La juxtaposition de travailler en tant qu'employé de haut niveau tout en publiant simultanément sur la normalisation de l'utilisation du cannabis dans un cadre professionnel est ce qui a fait croître si rapidement l'audience virtuelle de Jordyn en premier lieu. Être vocale et ouverte sur sa consommation de cannabis en tant que mère travaillant dans un environnement non favorable au cannabis comme les entreprises américaines est quelque chose dont elle a cessé de s'inquiéter il y a longtemps.

Avec l'aimable autorisation de Jessica

Jessica
Une autre membre du Canna Mom Gang et amie proche de Laura a découvert qu'elle avait un cancer du sein alors qu'elle était enceinte de quatre mois. « J'ai subi une mastectomie unilatérale, puis j'ai donné naissance à ma fille. [I had] chirurgies, reconstruction, tout ça », explique le résident du sud de la Californie d'un ton neutre.

Désormais sans cancer, Jessica, une ancienne enseignante de maternelle depuis 12 ans, fabrique ses propres capsules, topiques et suppositoires de cannabis pour gérer les douleurs fantômes nocturnes en plus du tabagisme. « Je ne peux pas prendre de T3… et avoir un bébé sur moi », dit-elle à propos de l'analgésique à base d'opioïdes. La mère de Jessica était un peu plus favorable à sa consommation de cannabis que son père militaire, ex-médecin, dont elle a longtemps gardé le secret.

"Il ne m'a pas parlé quand il a découvert que je consommais [du cannabis] pendant près d'un an et quand je l'ai finalement vu, j'ai dû justifier ce que je vivais. Il a fallu beaucoup de temps à mon père pour l'accepter et la seule raison pour laquelle il l'a fait, c'est parce que j'avais un cancer. Certains amis critiques sont depuis devenus des connaissances parce que Jessica ne se sent pas à l'aise de fumer ou d'être défoncée autour d'eux, "et ils n'acceptent pas pleinement qui je suis".

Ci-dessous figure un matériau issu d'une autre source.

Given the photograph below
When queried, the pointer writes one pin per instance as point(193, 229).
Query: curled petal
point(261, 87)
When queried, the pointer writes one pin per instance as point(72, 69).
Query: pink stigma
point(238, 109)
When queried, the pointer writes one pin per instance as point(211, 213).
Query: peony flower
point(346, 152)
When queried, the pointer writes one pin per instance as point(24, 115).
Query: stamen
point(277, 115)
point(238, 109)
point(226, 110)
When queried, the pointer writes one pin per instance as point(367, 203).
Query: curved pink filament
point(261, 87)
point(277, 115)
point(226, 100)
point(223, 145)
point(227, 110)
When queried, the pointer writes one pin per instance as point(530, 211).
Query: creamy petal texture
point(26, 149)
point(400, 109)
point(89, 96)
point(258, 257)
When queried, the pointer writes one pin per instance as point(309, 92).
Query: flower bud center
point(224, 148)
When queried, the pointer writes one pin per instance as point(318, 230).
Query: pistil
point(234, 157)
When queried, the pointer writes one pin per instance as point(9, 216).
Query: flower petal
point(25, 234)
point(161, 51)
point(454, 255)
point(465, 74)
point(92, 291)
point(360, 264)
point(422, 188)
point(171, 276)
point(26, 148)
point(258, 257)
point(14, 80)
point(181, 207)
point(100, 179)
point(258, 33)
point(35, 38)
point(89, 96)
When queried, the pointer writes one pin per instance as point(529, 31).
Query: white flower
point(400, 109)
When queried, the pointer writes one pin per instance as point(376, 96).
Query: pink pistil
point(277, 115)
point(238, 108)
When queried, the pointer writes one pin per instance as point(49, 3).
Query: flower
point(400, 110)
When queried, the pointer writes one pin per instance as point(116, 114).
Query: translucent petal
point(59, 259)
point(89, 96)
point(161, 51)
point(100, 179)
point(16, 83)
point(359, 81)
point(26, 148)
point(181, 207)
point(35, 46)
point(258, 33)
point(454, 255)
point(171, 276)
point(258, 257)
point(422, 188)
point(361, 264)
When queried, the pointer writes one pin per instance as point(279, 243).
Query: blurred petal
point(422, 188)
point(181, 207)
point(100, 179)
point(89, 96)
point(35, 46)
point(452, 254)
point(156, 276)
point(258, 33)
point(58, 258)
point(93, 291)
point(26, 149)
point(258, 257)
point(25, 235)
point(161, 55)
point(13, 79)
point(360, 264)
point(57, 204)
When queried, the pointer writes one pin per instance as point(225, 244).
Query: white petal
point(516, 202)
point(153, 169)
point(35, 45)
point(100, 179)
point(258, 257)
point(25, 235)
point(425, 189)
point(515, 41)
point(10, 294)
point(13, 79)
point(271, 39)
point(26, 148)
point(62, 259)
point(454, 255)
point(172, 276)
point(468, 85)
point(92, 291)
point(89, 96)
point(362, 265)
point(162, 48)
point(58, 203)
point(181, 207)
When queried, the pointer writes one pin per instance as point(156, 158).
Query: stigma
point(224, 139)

Chrétienne fervente, Jessica n'a aucun scrupule à fumer un joint avant l'église et est fière d'annoncer qu'elle n'a reçu aucune once de négativité de la part d'aucun membre de la congrégation, la même dont elle fait partie depuis sa pré-adolescence. Elle dit que c'est parce que tout le monde connaît son histoire.

« S'ils me sentent, ils ne disent rien », rit-elle.